FiqihTanya Jawab
Bolehkah Melegalisasi Zina Dengan Konsep Milk Al-Yamin?
Soal:
Bolehkah penggunaan konsep Milk al-Yamîn untuk menjustifikasi hubungan non-marital (di luar akad pernikahan), suka sama suka, sebagai bukan zina, sebagaimana diungkap dalam disertasi Abdul Aziz
Jawab:
Jika penulis menyandarkan kepada Syahrur, yang katanya membolehkan zina, ternyata Syahrur sendiri tidak menyatakan demikian. Bahkan ketika Syahrur, ditanya, “Apakah Syahrur membolehkan zina?” Dengan tegas dia menjawab, “Sama sekali tidak. Semua itu adalah kebohongan.” katanya. Syahrur juga mengakui, ada ayat-ayat Muhkamat, dan itu merupakan ayat-ayat yang tertutup, tidak ada ruang ijtihad di sana.
Mengenai zina dan fâkhisyah, Syahrur menjelaskan: Semua hubungan seksual, yang tidak dibenarkan syariah (ghayr syar’iyyah), disebut fâkhisyah. Semua perbuatan fâkhisyah, baik yang terang-terangan maupun tidak, hukumnya haram. Di sini, Syahrur lalu merinci perbuatan fâkhisyah itu menjadi enam kategori:
- Zina, yaitu hubungan seksual yang dilakukan secara terbuka (di hadapan saksi), disaksikan minimal empat orang, baik pelakunya telah menikah (muhshan), maupun belum (ghayr muhshan). Dalam konteks ini, Allah mengizinkan negara dan masyarakat untuk menghukum pelakunya, dengan 100 cambukan bagi yang belum menikah, dan rajam, bagi yang telah menikah.
- Menikahi Mahram, yaitu hubungan seksual dengan ibu, ayah, saudara atau anak perempuan.

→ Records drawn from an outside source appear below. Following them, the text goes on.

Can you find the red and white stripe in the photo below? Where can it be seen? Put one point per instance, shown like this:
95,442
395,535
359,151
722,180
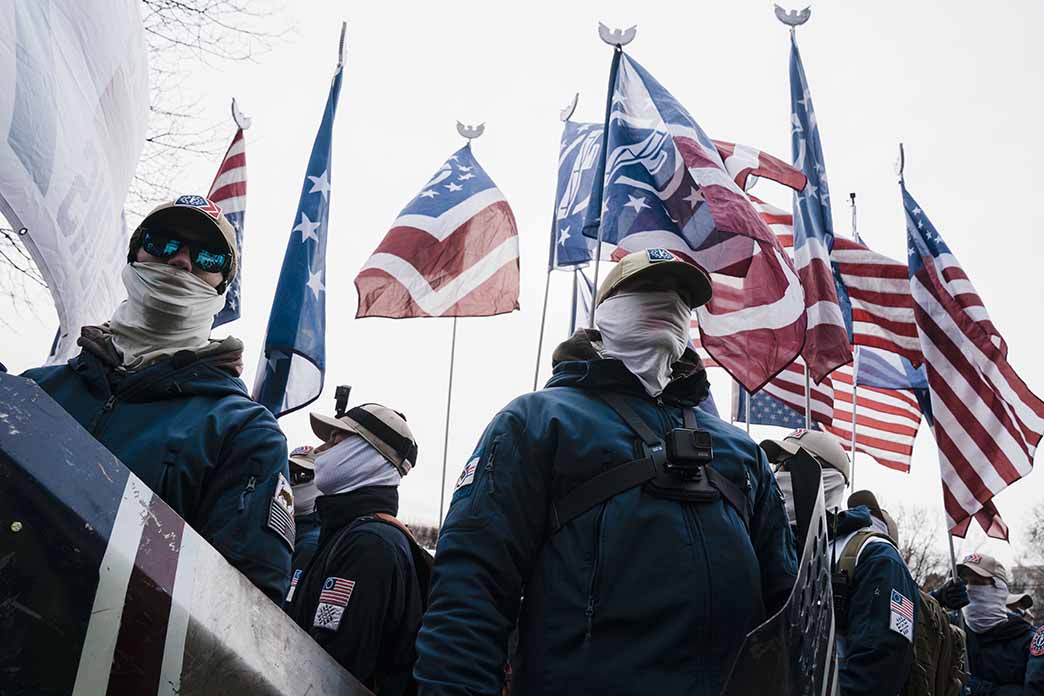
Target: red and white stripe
461,263
229,188
886,420
882,308
987,422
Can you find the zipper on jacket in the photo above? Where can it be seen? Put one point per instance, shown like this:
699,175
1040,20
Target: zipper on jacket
489,466
592,586
251,484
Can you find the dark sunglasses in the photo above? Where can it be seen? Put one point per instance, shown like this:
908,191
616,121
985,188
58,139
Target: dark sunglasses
165,243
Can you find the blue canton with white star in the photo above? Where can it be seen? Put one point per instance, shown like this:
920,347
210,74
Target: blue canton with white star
293,361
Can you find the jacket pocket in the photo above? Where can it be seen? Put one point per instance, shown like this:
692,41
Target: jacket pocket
592,601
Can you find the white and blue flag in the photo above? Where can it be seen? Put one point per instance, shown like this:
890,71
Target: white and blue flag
293,361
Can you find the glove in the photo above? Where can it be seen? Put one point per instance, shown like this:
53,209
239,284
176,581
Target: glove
953,595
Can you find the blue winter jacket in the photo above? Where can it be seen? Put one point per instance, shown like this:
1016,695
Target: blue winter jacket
188,429
876,651
639,594
1006,660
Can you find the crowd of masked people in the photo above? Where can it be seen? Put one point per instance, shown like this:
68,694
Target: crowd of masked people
606,536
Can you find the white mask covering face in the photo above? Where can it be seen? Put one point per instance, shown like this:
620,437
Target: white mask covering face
167,310
987,607
353,463
833,490
647,332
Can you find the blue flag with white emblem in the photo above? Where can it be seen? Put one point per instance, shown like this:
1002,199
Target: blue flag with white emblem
829,333
577,165
293,361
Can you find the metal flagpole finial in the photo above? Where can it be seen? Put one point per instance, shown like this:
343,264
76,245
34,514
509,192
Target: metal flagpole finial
793,18
567,113
617,38
241,119
471,132
340,45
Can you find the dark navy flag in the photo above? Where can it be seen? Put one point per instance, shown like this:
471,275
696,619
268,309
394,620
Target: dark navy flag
827,344
293,361
577,163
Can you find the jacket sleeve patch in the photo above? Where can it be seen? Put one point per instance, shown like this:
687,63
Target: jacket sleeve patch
1037,645
281,512
468,475
901,619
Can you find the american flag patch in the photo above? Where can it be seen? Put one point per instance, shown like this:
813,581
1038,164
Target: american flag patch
336,591
468,475
902,615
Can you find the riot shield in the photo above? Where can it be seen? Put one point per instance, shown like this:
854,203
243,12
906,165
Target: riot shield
792,653
104,590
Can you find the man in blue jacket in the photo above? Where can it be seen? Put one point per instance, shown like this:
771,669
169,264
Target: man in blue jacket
1005,653
152,387
633,538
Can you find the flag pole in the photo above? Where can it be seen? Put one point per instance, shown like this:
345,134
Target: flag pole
469,133
617,40
855,361
446,435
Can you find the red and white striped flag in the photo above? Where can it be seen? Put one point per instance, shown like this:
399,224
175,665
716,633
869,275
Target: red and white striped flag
229,191
452,252
987,422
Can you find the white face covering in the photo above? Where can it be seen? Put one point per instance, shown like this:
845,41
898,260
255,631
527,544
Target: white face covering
647,332
353,463
167,310
988,605
833,490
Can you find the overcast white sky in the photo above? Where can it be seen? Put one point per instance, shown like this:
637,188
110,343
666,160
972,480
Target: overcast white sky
957,82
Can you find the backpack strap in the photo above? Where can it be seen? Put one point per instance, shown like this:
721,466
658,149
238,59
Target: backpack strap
637,472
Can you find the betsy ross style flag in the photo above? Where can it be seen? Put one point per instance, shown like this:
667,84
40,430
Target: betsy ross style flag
829,312
229,191
292,363
987,422
664,185
452,252
577,162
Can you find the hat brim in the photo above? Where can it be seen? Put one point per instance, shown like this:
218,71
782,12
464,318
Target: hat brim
693,279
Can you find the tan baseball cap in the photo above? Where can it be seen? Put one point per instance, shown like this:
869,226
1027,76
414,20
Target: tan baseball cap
869,500
985,566
824,446
384,429
659,264
193,212
304,456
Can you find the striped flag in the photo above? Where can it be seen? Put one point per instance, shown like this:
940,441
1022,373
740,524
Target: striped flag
452,252
665,186
827,343
229,191
987,422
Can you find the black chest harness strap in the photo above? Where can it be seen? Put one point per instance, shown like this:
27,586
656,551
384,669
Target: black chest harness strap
700,484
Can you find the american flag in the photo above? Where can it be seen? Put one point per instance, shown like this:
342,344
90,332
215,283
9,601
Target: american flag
292,363
665,186
742,162
827,344
229,191
902,604
577,162
987,422
336,591
452,252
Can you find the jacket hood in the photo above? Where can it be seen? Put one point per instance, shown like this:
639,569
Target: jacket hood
848,521
211,372
577,362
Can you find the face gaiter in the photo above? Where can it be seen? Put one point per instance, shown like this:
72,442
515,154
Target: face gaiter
647,332
988,605
167,310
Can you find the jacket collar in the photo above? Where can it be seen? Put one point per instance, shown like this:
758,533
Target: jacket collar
336,511
578,362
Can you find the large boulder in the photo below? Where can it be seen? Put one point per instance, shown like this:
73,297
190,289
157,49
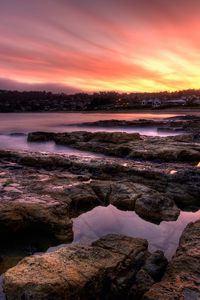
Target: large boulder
104,269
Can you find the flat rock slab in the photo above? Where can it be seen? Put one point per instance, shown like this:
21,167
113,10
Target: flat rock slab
77,272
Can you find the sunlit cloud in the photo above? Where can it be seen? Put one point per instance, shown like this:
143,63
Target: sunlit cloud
101,45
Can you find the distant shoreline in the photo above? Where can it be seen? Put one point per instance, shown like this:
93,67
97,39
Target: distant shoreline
127,111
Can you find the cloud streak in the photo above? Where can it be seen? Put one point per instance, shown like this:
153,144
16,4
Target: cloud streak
92,45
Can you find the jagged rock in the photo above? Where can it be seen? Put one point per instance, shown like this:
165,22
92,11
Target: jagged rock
151,272
122,144
103,269
156,207
26,216
182,278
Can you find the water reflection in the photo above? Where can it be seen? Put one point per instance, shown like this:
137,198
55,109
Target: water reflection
104,220
20,143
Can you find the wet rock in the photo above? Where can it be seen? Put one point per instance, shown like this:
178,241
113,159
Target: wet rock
151,272
122,144
26,216
101,270
155,265
182,278
156,207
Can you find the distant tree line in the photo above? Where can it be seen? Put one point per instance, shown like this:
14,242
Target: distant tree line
37,101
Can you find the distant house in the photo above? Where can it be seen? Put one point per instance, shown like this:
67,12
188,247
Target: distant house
152,102
176,102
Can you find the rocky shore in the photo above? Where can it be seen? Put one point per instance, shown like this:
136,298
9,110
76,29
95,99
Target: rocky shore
41,194
184,123
181,148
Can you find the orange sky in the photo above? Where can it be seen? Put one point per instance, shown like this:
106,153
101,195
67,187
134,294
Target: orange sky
89,45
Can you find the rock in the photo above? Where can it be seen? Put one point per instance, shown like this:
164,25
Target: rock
101,270
155,265
156,207
151,272
123,144
182,278
25,217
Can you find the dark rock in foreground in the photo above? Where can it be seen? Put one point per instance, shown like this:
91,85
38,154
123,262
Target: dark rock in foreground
182,278
105,270
183,148
186,123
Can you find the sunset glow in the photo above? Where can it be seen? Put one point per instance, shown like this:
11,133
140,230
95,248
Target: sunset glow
124,45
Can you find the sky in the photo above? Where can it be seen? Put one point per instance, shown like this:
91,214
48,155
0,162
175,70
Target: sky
93,45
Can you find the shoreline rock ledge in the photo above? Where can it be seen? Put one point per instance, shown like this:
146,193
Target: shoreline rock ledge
114,267
182,278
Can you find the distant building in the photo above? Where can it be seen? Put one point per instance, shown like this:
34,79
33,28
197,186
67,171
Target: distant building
152,102
175,102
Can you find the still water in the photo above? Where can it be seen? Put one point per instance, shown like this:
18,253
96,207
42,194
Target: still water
12,125
100,221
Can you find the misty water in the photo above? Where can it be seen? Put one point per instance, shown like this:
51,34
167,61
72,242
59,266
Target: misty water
15,126
101,220
89,227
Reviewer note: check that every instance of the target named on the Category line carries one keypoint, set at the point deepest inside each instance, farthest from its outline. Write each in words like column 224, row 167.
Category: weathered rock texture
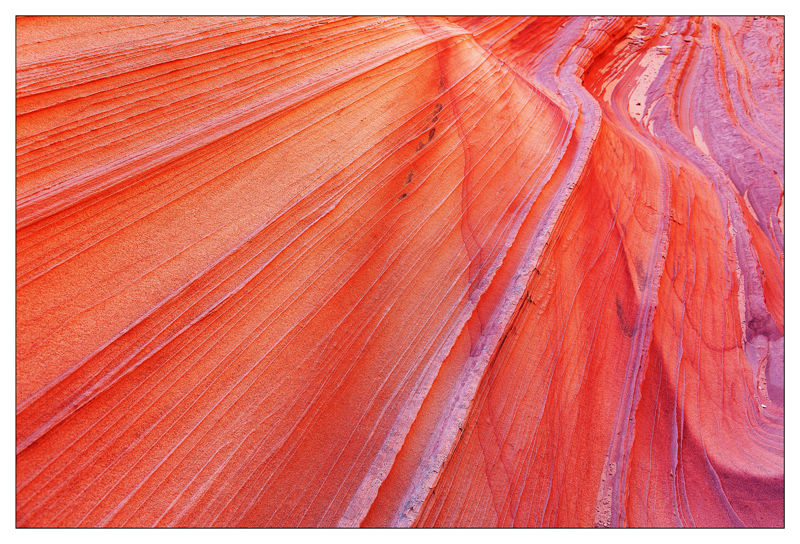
column 402, row 271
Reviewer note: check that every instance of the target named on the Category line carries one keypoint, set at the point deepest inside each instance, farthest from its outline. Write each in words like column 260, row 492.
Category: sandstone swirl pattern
column 400, row 272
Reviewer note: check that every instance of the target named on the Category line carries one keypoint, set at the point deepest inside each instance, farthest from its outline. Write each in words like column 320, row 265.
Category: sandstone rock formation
column 400, row 272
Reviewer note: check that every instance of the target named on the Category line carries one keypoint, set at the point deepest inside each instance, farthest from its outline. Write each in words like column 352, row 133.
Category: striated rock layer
column 400, row 272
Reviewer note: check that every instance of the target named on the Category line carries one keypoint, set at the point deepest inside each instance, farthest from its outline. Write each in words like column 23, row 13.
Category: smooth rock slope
column 400, row 272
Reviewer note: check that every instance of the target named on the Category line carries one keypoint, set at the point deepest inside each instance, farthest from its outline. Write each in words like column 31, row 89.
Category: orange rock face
column 400, row 272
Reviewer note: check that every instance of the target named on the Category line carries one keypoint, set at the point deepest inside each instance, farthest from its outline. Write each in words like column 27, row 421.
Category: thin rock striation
column 464, row 272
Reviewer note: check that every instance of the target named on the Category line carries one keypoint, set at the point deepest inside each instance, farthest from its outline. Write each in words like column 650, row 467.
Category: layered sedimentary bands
column 400, row 272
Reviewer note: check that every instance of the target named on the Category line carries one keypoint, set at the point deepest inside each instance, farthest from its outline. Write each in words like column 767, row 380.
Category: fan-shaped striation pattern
column 399, row 271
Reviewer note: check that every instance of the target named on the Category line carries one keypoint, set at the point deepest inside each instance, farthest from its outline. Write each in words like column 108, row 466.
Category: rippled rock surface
column 400, row 272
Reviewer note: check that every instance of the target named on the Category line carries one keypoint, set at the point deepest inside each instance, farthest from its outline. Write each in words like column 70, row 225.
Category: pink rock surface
column 400, row 272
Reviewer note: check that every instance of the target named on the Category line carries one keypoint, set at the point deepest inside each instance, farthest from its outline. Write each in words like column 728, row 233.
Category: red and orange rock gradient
column 400, row 272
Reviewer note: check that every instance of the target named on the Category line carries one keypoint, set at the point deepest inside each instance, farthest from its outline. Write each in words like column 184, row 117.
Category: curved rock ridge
column 464, row 272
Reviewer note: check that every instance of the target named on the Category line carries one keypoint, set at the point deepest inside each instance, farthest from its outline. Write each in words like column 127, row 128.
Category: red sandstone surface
column 400, row 272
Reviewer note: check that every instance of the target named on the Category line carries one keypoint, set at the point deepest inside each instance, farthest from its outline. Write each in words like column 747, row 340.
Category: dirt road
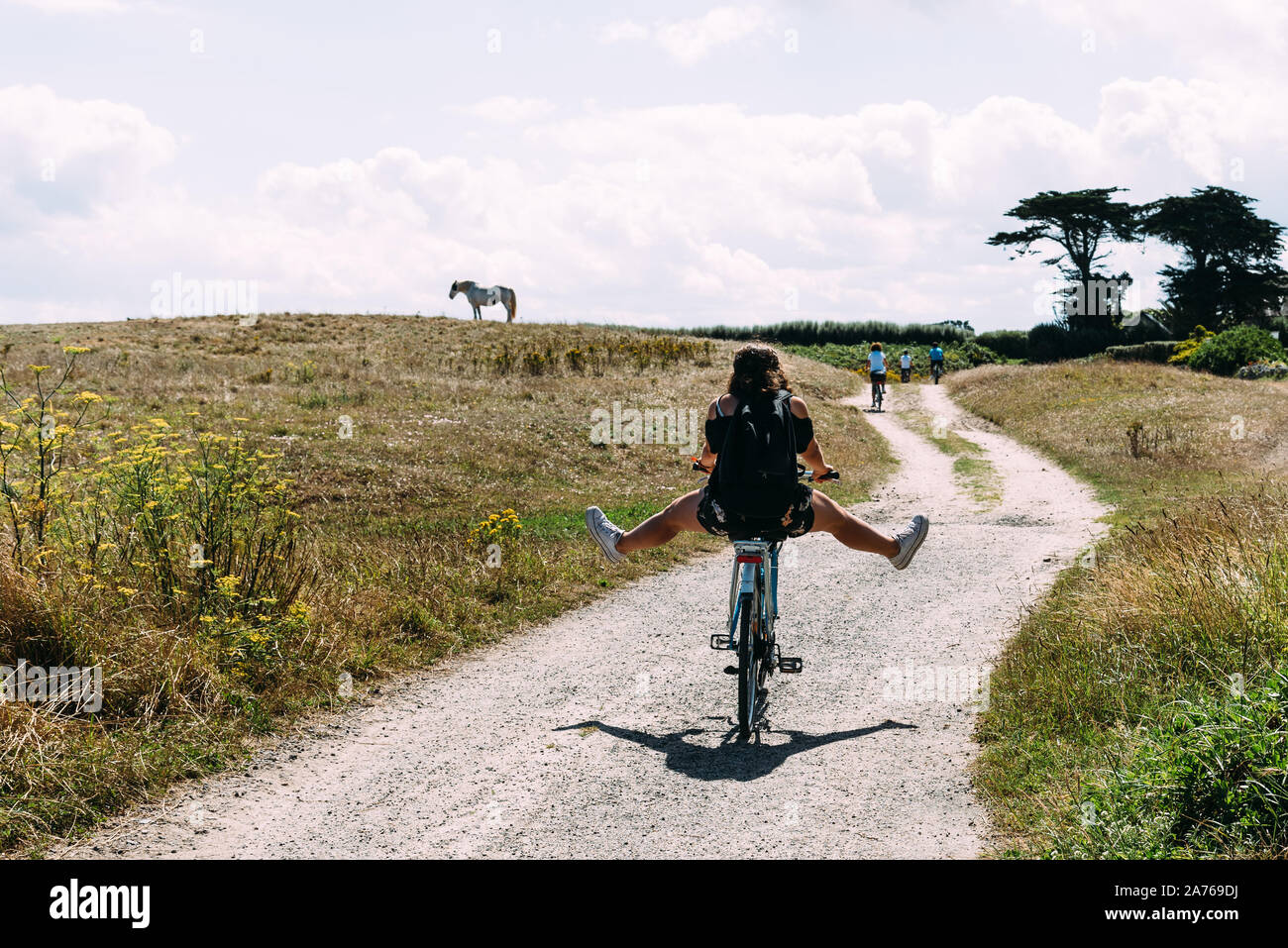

- Menikahi Muhshanah, yaitu berhubungan seksual dengan wanita yang bersuami.
- Sifâh, yaitu lelaki yang berhubungan seksual dengan sejumlah wanita meskipun istri-istrinya sah secara hukum; atau wanita yang berhubungan seksual dengan sejumlah pria; atau hubungan seksual sejumlah wanita dengan sejumlah pria, dan begitu juga sebaliknya.
- Hubungan sejenis (gay), sesama pria, yaitu hubungan seksual sejenis, antara dua pria atau lebih.
- Sahiqât, yaitu hubungan seksual sejenis antara dua perempuan, atau lebih.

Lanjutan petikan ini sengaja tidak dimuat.